Peter Bußjäger vom Institut für Föderalismus wies nach Begrüßung der Referenten
darauf hin, dass innerhalb wie außerhalb Europas derzeit eine Vielzahl an verfassungsrechtlichen Prozessen
abliefen, die als Erfahrungsquelle herangezogen werden könnten. Grundintention der Veranstaltung sei es daher,
internationale Erkenntnisse auf dem Gebiet der Verfassungsreform praktisch nutzbar zu machen. Die Konferenz könne
zudem direkt vor dem Hintergrund der Arbeit des Österreich-Konvents gesehen werden. Besonderer Dank gebühre
Bundesrat wie Bundeskanzleramt, die sich maßgeblich an der Organisation der Veranstaltung beteiligt hätten,
so Bußjäger.
Wolf Okresek, Mitglied im Vorstand des Forum of Federations, skizzierte den Themenbereich der Konferenz und merkte
hierbei an, dass der Vergleich einzelner Systeme und der damit verbundene globale Dialog in besonderem Maße
Lösungsansätze für den eigenen Weg aufzeigen könnten.

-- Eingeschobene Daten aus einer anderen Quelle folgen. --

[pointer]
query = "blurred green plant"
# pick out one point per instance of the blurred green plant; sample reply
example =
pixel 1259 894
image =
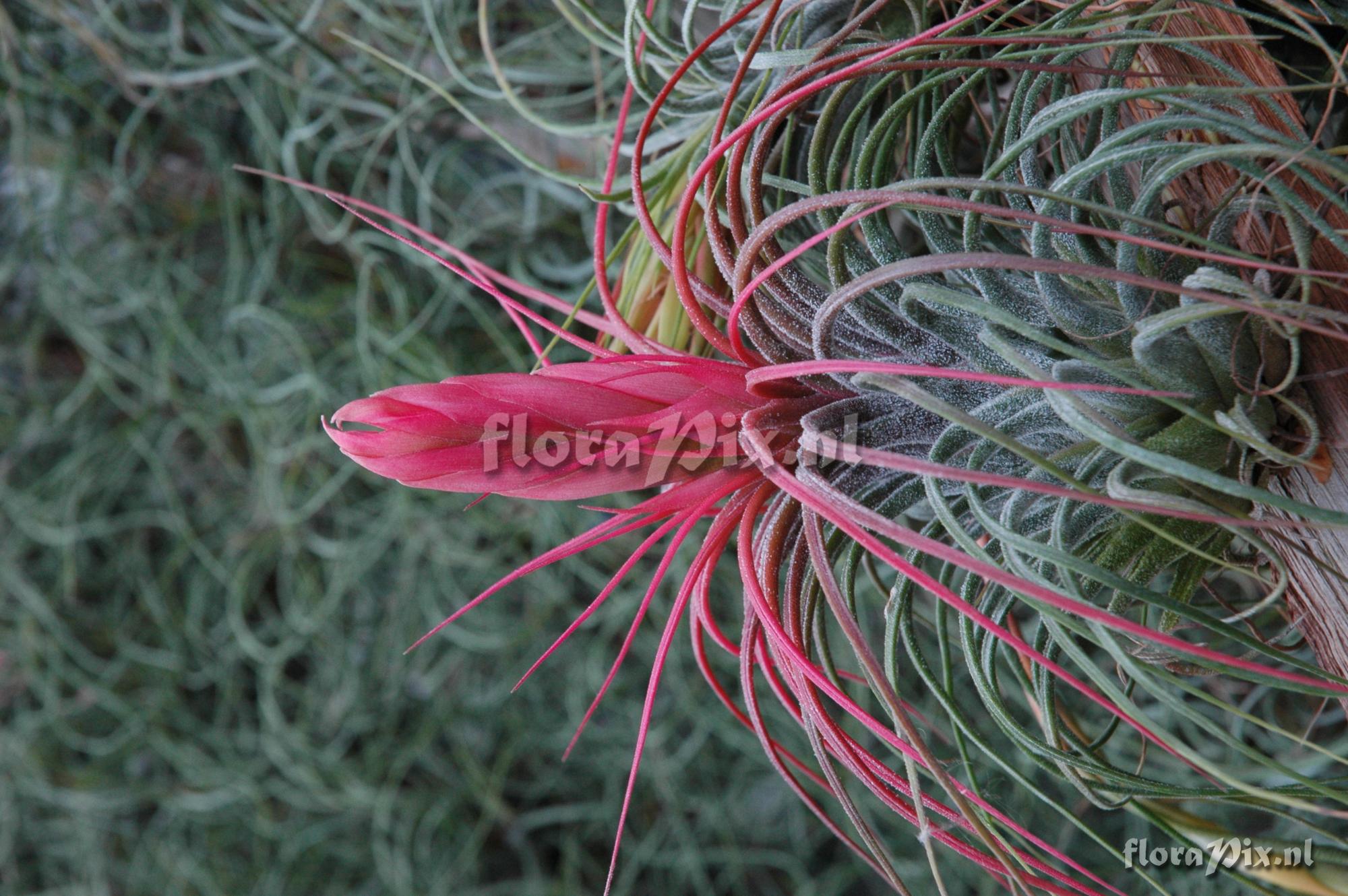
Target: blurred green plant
pixel 203 611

Lienbacher: Vom Österreich-Konvent zur Verfassungsreform
Georg Lienbacher, Leiter des Verfassungsdienstes im Bundeskanzleramt, ging auf Stand und Perspektiven der Staatsreform
in Österreich ein, wobei er pointiert meinte, bisher habe es viele Anläufe zu einer solchen Reform gegeben,
die jedoch kaum reale Ergebnisse gezeitigt hätten. So seien in den letzten 40 Jahren immer wieder Versuche
unternommen worden, die österreichische Bundesverfassung den veränderten Bedingungen anzupassen, etwa
im Zusammenhang mit dem EU-Beitritt Österreichs, wobei vor allem das "Perchtoldsdorfer Paktum" von
1992 zu nennen sei.
Auch der "Europäische Konvent" habe wichtige Impulse gebracht, sodass schließlich ein eigener
"Österreich-Konvent" installiert worden sei, der in den 19 Monaten seiner Tätigkeit eine Vielzahl
von Vorschlägen erarbeitet habe, ohne dass in der Folge eine Einigung über eine konkrete Reform der Verfassung
habe erzielt werden können. Lienbacher analysierte die damaligen Rahmenbedingungen und nannte konkrete Gründe,
an denen ein positiver Abschluss der Arbeiten des Konvents aus seiner Sicht gescheitert seien.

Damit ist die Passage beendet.